We started Droplet because we knew that there was a better way to get value out of robotics data.

This idea started with our frustration that robotics companies bog down on building internal data tooling rather than getting their robots to product market fit. It’s a bit of a running joke in the robotics industry that every company has their own, slightly-bespoke version of the same software stack. Everyone has their own data visualization tool. A customized data serialization system. Their own pub-sub middleware. Fragile data pipelines for unpacking robot logs. Sure, ROS exists, with plenty of users, but there are well-known issues using it at scale.

We’ll get deeper into why these problems exist later, but for now, suffice it to say that robotics is an extremely multidisciplinary field with a lot of technical surface area. The table stakes for a robotics company — to produce a robot that does anything at all — require many specialist engineering teams and large budgets. So we really feel for all those robotics engineers who do soldering iron surgery on Tuesday, embedded Linux on Wednesday, and data pipelines on Thursday, because we used to wear those same shoes.

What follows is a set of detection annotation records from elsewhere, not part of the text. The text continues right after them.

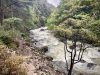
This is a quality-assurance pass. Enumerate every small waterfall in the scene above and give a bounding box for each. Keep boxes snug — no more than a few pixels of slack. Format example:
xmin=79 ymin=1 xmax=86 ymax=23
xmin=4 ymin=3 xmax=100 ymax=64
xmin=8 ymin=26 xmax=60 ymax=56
xmin=30 ymin=27 xmax=100 ymax=75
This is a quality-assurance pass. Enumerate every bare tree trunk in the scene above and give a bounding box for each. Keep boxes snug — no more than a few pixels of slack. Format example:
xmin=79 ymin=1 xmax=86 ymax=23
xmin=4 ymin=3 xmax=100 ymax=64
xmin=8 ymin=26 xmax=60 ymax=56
xmin=0 ymin=0 xmax=3 ymax=25
xmin=68 ymin=63 xmax=74 ymax=75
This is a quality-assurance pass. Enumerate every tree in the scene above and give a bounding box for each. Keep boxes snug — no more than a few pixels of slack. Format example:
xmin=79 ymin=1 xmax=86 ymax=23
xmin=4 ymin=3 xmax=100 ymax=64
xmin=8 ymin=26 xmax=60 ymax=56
xmin=0 ymin=0 xmax=18 ymax=25
xmin=64 ymin=30 xmax=89 ymax=75
xmin=0 ymin=0 xmax=3 ymax=25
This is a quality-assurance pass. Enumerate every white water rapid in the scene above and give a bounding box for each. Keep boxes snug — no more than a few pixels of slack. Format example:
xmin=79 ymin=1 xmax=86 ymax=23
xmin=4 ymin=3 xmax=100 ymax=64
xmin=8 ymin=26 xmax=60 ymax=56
xmin=30 ymin=27 xmax=100 ymax=75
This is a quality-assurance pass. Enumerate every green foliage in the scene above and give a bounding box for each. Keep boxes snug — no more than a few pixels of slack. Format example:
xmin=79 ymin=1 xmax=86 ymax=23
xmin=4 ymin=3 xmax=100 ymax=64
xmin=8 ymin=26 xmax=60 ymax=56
xmin=47 ymin=0 xmax=100 ymax=43
xmin=4 ymin=17 xmax=22 ymax=25
xmin=0 ymin=41 xmax=27 ymax=75
xmin=0 ymin=36 xmax=18 ymax=50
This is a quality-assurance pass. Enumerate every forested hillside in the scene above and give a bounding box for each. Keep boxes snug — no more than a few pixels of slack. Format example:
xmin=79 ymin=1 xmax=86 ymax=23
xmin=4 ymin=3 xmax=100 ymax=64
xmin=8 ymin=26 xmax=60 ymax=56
xmin=47 ymin=0 xmax=100 ymax=45
xmin=0 ymin=0 xmax=55 ymax=48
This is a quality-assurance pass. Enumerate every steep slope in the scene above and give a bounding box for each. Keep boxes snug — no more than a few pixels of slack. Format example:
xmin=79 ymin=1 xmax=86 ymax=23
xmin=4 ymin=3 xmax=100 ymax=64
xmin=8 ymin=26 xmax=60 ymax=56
xmin=47 ymin=0 xmax=100 ymax=43
xmin=1 ymin=0 xmax=55 ymax=28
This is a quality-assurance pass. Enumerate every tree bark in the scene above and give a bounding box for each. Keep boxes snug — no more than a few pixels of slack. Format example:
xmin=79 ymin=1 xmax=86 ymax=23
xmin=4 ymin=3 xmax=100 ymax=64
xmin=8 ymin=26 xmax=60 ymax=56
xmin=0 ymin=0 xmax=3 ymax=25
xmin=68 ymin=62 xmax=74 ymax=75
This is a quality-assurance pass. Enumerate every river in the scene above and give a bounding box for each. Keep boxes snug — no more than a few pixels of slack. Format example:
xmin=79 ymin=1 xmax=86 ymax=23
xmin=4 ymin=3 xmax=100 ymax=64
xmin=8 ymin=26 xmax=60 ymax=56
xmin=30 ymin=27 xmax=100 ymax=75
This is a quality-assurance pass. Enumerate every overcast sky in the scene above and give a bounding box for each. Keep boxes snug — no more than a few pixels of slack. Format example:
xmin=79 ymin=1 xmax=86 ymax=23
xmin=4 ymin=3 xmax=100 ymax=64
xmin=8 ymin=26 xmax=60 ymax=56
xmin=47 ymin=0 xmax=60 ymax=7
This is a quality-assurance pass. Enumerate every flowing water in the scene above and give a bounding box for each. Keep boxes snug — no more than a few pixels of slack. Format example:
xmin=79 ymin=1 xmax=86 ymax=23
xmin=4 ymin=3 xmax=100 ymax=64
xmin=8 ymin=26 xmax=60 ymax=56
xmin=30 ymin=27 xmax=100 ymax=75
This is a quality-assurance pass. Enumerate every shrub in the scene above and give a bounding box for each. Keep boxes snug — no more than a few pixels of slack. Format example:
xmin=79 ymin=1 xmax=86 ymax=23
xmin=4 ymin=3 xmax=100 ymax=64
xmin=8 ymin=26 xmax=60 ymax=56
xmin=0 ymin=42 xmax=27 ymax=75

Data has become a critical component of the robotics R&D process since almost every robot involves a machine learning model. But the vast amount of data that robots produce makes it hard to build a robot that improves its performance based on issues it sees in the real world. We believe that working with data in robotics should be as easy as any other data-intensive field.

That’s why we’re building Droplet: a data platform built by roboticists and software engineers designed for the unique needs of complex, timee-series sensor data. Our primary goal? To streamline data collection, enable efficient analysis, and help users identify and resolve potential problems in the field. 

Droplet is taking the hard fought data engineering lessons learned by the FAANGs of the world and applying them to an industry whose data models and cost constraints require something different.